[c. December 1733]
Je vous ai déjà dû convaincre mon cher Rameau que je n'ai travaillé au poème de Samson que pour votre réputation et pour votre avantage.
Je n'attends assurémt aucune gloire de mon travail; je n'ai craint que le désagrément d'un mauvais succès. Votre musique est admirable, mais cela même vous fait des ennemis et des ennemis cruels. Je devrais en avoir moins que vous si on en a à proportion des talents. Cependant les miens ont poussé la calomnie jusqu’à dire qu'il y a des impiétés dans Samson. J'aurai de plus à essuyer les préjugés du public. On s'accommodera peut-être mal d'une héroïne d'opéra qui n'est point amoureuse, cependant que mes calomnïateurs disent que mon ouvrage est impie, le parterre le trouvera peut-être trop sage et trop sévère, il se rebutera de voir l'amour traité seulement de séduction sur un théâtre où il est toujours consacré comme une vertu. Mon poème de Samson est plutôt une faible esquisse d'une tragédie dans le goût des anciens avec des chœurs qu'un opéra avec des fêtes. Je n'ai point du tout à ce que je crois le talent des vers lyriques, c'est une harmonie particulière que j'ai peur de n'avoir point saisie. Je suis surtout incapable de faire un orologue passable et j'aurais plutôt fait un chant d'un poème épique que je n'aurais rempli des canevas. Ce sont là monsieur les raisons qui me faisaient reculer mais vos lettres réitérées me pressent avec tant d'instance et vous êtes tellement persuadé qu'il y va de votre intérêt de donner votre opéra cet hiver qu'il faut bien que je vous sacrifie toutes mes répugnances.

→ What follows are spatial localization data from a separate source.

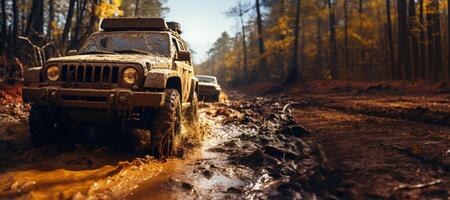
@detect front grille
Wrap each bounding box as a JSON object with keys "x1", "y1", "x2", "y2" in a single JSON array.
[{"x1": 60, "y1": 64, "x2": 120, "y2": 84}]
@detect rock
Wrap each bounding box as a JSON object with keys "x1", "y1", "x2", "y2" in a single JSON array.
[
  {"x1": 264, "y1": 145, "x2": 299, "y2": 160},
  {"x1": 181, "y1": 182, "x2": 194, "y2": 190},
  {"x1": 282, "y1": 125, "x2": 311, "y2": 137}
]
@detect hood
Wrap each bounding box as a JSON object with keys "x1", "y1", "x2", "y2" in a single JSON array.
[
  {"x1": 199, "y1": 82, "x2": 218, "y2": 87},
  {"x1": 46, "y1": 54, "x2": 172, "y2": 67}
]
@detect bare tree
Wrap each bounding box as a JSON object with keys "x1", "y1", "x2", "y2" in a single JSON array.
[{"x1": 227, "y1": 2, "x2": 251, "y2": 81}]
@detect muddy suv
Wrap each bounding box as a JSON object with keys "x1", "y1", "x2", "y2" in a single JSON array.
[
  {"x1": 22, "y1": 18, "x2": 199, "y2": 157},
  {"x1": 197, "y1": 75, "x2": 221, "y2": 102}
]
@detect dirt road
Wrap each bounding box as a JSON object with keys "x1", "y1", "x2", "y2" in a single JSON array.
[{"x1": 0, "y1": 86, "x2": 449, "y2": 199}]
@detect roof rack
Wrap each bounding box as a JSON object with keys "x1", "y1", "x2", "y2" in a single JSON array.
[
  {"x1": 167, "y1": 22, "x2": 182, "y2": 34},
  {"x1": 100, "y1": 18, "x2": 170, "y2": 31}
]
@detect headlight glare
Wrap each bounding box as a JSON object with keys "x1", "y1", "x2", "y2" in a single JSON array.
[
  {"x1": 46, "y1": 66, "x2": 60, "y2": 81},
  {"x1": 122, "y1": 68, "x2": 138, "y2": 84}
]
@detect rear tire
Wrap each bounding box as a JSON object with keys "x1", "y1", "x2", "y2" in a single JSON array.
[
  {"x1": 151, "y1": 89, "x2": 182, "y2": 158},
  {"x1": 29, "y1": 104, "x2": 59, "y2": 146}
]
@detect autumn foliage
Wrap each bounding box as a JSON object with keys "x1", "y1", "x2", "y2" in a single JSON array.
[{"x1": 196, "y1": 0, "x2": 450, "y2": 86}]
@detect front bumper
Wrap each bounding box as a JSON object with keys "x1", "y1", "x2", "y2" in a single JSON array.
[
  {"x1": 198, "y1": 87, "x2": 220, "y2": 96},
  {"x1": 22, "y1": 86, "x2": 165, "y2": 110}
]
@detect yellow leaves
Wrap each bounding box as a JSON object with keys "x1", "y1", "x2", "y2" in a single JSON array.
[{"x1": 96, "y1": 0, "x2": 124, "y2": 19}]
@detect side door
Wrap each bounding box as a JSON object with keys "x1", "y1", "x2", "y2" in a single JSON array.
[
  {"x1": 171, "y1": 37, "x2": 191, "y2": 103},
  {"x1": 178, "y1": 40, "x2": 193, "y2": 103}
]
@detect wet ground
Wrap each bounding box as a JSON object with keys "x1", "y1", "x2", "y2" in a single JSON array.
[{"x1": 0, "y1": 84, "x2": 449, "y2": 199}]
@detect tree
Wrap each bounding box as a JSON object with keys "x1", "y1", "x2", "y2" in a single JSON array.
[
  {"x1": 47, "y1": 0, "x2": 54, "y2": 40},
  {"x1": 135, "y1": 0, "x2": 139, "y2": 16},
  {"x1": 26, "y1": 0, "x2": 44, "y2": 36},
  {"x1": 448, "y1": 0, "x2": 450, "y2": 78},
  {"x1": 61, "y1": 0, "x2": 76, "y2": 45},
  {"x1": 1, "y1": 0, "x2": 7, "y2": 40},
  {"x1": 255, "y1": 0, "x2": 268, "y2": 80},
  {"x1": 284, "y1": 0, "x2": 301, "y2": 85},
  {"x1": 397, "y1": 0, "x2": 409, "y2": 80},
  {"x1": 327, "y1": 0, "x2": 338, "y2": 79},
  {"x1": 343, "y1": 0, "x2": 349, "y2": 75},
  {"x1": 409, "y1": 0, "x2": 419, "y2": 80},
  {"x1": 386, "y1": 0, "x2": 394, "y2": 79},
  {"x1": 418, "y1": 0, "x2": 426, "y2": 79}
]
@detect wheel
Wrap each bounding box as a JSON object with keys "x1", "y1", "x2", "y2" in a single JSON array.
[
  {"x1": 29, "y1": 104, "x2": 59, "y2": 146},
  {"x1": 212, "y1": 94, "x2": 220, "y2": 102},
  {"x1": 151, "y1": 89, "x2": 182, "y2": 158},
  {"x1": 185, "y1": 91, "x2": 199, "y2": 124}
]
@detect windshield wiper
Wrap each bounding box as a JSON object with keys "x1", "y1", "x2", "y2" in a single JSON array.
[
  {"x1": 79, "y1": 50, "x2": 116, "y2": 55},
  {"x1": 113, "y1": 49, "x2": 149, "y2": 55}
]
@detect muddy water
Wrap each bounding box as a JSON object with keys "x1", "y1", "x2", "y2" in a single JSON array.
[
  {"x1": 128, "y1": 107, "x2": 246, "y2": 200},
  {"x1": 0, "y1": 104, "x2": 247, "y2": 200}
]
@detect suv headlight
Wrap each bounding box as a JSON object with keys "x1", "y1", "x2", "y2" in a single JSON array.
[
  {"x1": 122, "y1": 67, "x2": 138, "y2": 84},
  {"x1": 46, "y1": 66, "x2": 60, "y2": 81}
]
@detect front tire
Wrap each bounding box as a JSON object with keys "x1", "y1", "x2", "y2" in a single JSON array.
[
  {"x1": 151, "y1": 89, "x2": 182, "y2": 158},
  {"x1": 29, "y1": 104, "x2": 59, "y2": 146}
]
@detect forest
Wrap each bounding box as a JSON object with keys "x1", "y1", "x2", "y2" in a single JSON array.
[
  {"x1": 0, "y1": 1, "x2": 449, "y2": 199},
  {"x1": 0, "y1": 0, "x2": 167, "y2": 80},
  {"x1": 197, "y1": 0, "x2": 450, "y2": 86}
]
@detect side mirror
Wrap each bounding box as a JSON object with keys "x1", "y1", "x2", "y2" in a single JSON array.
[
  {"x1": 176, "y1": 51, "x2": 191, "y2": 62},
  {"x1": 67, "y1": 50, "x2": 78, "y2": 56}
]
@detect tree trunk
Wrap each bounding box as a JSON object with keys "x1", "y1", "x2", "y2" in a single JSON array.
[
  {"x1": 344, "y1": 0, "x2": 349, "y2": 76},
  {"x1": 71, "y1": 0, "x2": 87, "y2": 49},
  {"x1": 26, "y1": 0, "x2": 44, "y2": 36},
  {"x1": 409, "y1": 0, "x2": 419, "y2": 80},
  {"x1": 448, "y1": 0, "x2": 450, "y2": 79},
  {"x1": 386, "y1": 0, "x2": 394, "y2": 80},
  {"x1": 47, "y1": 0, "x2": 54, "y2": 40},
  {"x1": 135, "y1": 0, "x2": 140, "y2": 16},
  {"x1": 327, "y1": 0, "x2": 338, "y2": 79},
  {"x1": 88, "y1": 0, "x2": 100, "y2": 34},
  {"x1": 11, "y1": 0, "x2": 18, "y2": 47},
  {"x1": 1, "y1": 0, "x2": 7, "y2": 39},
  {"x1": 61, "y1": 0, "x2": 76, "y2": 45},
  {"x1": 397, "y1": 0, "x2": 409, "y2": 80},
  {"x1": 239, "y1": 3, "x2": 249, "y2": 82},
  {"x1": 285, "y1": 0, "x2": 301, "y2": 85},
  {"x1": 432, "y1": 0, "x2": 442, "y2": 81},
  {"x1": 255, "y1": 0, "x2": 267, "y2": 80},
  {"x1": 419, "y1": 0, "x2": 427, "y2": 79},
  {"x1": 316, "y1": 17, "x2": 323, "y2": 78}
]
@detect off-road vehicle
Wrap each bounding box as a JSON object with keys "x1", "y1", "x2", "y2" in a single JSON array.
[
  {"x1": 196, "y1": 75, "x2": 221, "y2": 102},
  {"x1": 22, "y1": 18, "x2": 199, "y2": 157}
]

Je voudrais pouvoir vous abandonner toute la rétribution de cet opéra et je vous croirais encore bien mal payé, mais ayant destiné la moitié de ce qui devait m'en revenir à un homme de lettres qui est dans le besoin, je vous prie de partager avec lui. D'ailleurs, vous êtes l'unique maître de tout. Faites représenter votre opéra dès que vous le pourrez. Obtenez la permission de mr le prince de Carignan. Il vous la doit puisqu'il vous protège et qu'il connaît le mérite, et c'est à vous à nous donner sous ses auspices des opéras que l'Italie puisse nous envier. Mr Berger, qui est auprès de lui, se fera je crois un mérite de vous être utile. Je le trouve heureux de pouvoir favoriser des talents comme les vôtres et moi bien malheureux de les servir si mal. Je puis au moins en vous donnant un poème si médiocre vous donner un bon conseil, c'est de ne montrer ni mes vers ni votre musique à personne de peur des critiques et des louanges outrées. Conservez l'ouvrage pour le public dans toute sa nouveauté. S'il réussit la gloire en sera à vous, s'il tombe ce sera à moi que je m'en prendrai.